She discerned in Isabel that quality of beauty, noble, spirited, and yet wistful, which requires a most expensive setting of simplicity. And that was why Isabel opened her coat. If Captain Hyde had admired her in her Chilmark muslin, what would he think of flounce and fold of rose-point of Alencon under Yvonne's perfumed furs? And then she blushed again because the yearning in his eyes made her wonder if he cared after all whether she wore lace or cotton. Everything was so strange!

Strangest of all it was, to the brink of unreality, that Laura evidently remained blind. But Laura was always blind. "Why, she never even sees Val!" reflected Isabel scornfully. And yet-- suppose Isabel were deceiving herself? What if Captain Hyde were not in earnest?

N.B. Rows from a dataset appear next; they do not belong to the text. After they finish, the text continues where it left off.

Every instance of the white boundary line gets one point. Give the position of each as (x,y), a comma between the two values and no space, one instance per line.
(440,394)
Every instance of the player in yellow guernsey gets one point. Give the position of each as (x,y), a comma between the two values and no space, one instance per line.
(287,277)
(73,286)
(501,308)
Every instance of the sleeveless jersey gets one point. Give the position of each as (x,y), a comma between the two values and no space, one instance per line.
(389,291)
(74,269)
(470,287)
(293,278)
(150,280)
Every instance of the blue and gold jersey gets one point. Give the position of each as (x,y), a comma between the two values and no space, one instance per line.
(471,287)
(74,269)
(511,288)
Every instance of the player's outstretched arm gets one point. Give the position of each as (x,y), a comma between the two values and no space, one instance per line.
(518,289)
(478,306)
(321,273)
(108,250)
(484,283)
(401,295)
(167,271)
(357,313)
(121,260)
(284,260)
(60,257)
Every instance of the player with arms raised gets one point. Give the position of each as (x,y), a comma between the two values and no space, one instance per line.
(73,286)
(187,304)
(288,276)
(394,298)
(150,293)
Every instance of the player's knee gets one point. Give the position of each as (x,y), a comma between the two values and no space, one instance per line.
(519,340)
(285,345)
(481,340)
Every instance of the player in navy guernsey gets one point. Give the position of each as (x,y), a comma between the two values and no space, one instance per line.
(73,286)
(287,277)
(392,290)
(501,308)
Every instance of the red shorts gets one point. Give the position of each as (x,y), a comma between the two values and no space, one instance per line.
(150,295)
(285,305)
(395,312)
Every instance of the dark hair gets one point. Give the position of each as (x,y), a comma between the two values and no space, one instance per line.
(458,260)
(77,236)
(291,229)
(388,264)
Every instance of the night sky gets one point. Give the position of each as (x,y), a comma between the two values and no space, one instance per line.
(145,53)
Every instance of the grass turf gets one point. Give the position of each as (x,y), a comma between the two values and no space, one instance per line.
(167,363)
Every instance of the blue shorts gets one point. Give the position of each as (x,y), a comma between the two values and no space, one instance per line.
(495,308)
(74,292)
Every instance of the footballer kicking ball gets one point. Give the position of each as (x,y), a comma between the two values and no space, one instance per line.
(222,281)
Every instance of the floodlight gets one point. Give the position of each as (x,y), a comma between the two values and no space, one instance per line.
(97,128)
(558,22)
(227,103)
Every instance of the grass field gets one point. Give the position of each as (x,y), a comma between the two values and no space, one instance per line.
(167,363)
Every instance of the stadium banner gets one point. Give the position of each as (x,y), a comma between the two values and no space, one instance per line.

But her older self comforted her child's self: careless was he, and composed? "You were not always so composed, Lawrence," in her own mind the elder Isabel mocked him with her sparkling eyes.

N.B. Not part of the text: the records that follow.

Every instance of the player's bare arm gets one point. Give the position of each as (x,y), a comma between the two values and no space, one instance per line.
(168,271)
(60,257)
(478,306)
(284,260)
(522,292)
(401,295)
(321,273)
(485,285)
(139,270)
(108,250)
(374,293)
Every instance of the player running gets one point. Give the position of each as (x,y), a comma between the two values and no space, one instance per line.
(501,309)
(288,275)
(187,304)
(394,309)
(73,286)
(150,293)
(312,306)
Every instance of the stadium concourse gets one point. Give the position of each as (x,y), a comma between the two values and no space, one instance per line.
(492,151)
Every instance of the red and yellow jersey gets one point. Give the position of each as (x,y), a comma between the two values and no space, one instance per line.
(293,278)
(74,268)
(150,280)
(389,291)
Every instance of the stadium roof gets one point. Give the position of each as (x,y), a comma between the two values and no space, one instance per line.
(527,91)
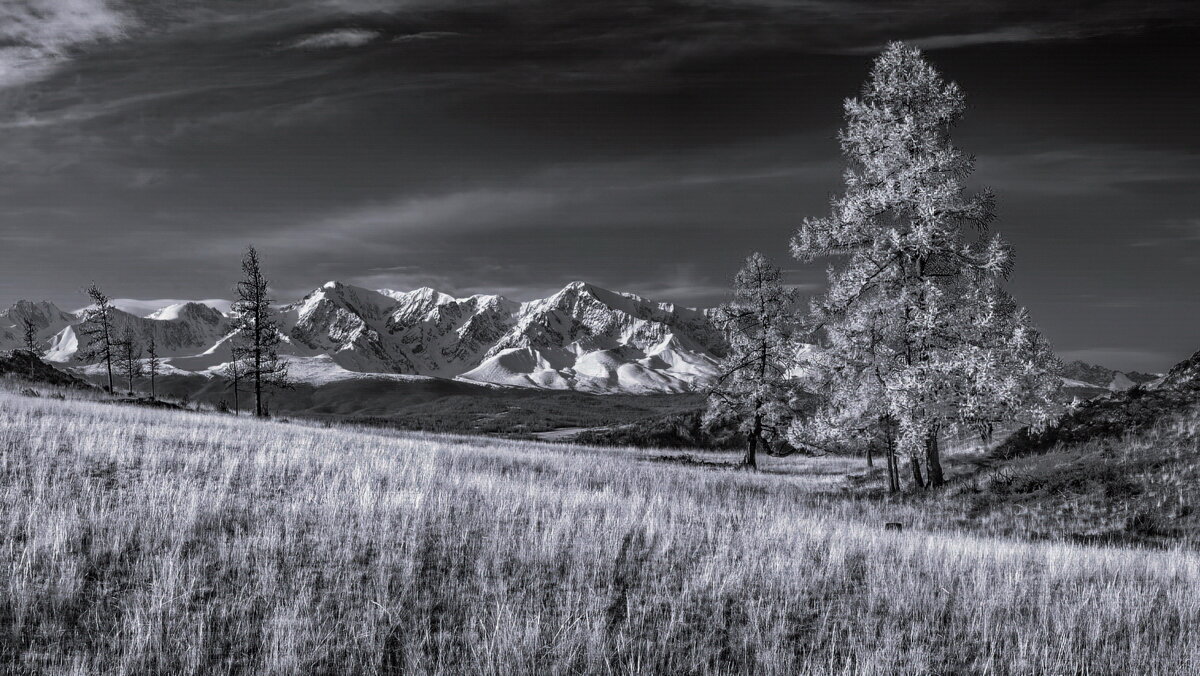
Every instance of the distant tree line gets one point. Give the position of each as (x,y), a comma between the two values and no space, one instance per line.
(255,364)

Waterloo, lamplit and resonant: the pulsing of many lamps, the hurry of many steps, the flitting by of many faces under an arch of gloom: dark quiet and the scent of violets in a waiting car.

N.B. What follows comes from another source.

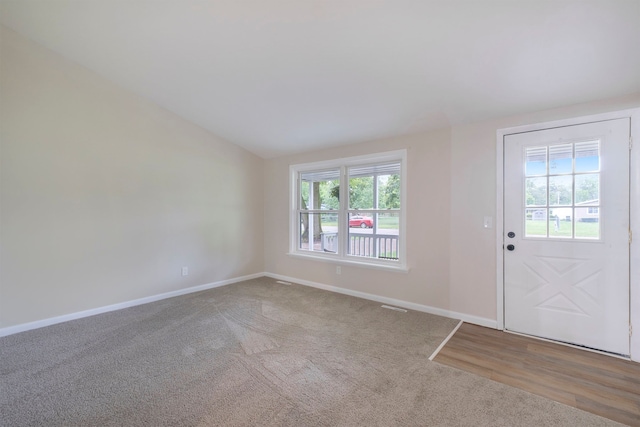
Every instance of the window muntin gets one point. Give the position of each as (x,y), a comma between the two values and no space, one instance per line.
(562,191)
(350,209)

"What a jolly taxi!" Isabel exclaimed. "I never was in a taxi like this before. Is it a more expensive kind?"

"My dear Lawrence, you certainly have the art of making your life run on wheels!" said Laura smiling. "How many telegrams have you sent today?"

"If you do a thing at all you may as well do it in decent comfort," Lawrence replied sententiously. "Half past seven; that'll give us easy time! I booked a table at Malvani's, I thought you would prefer it to one of the big crowded shows."

"Are we going to have supper--dinner I mean--at a restaurant?"

asked Isabel awestruck.

Laurance smiled at her with irrepressible tenderness. "Did you think you weren't going to get anything to eat at all?" He forbore to remind her of her unfortunate allusion to sandwiches-- for which Isabel was grateful to him. "Aren't you hungry?"

"Oh yes: but then I often am. Is Malvani's a very quiet place?"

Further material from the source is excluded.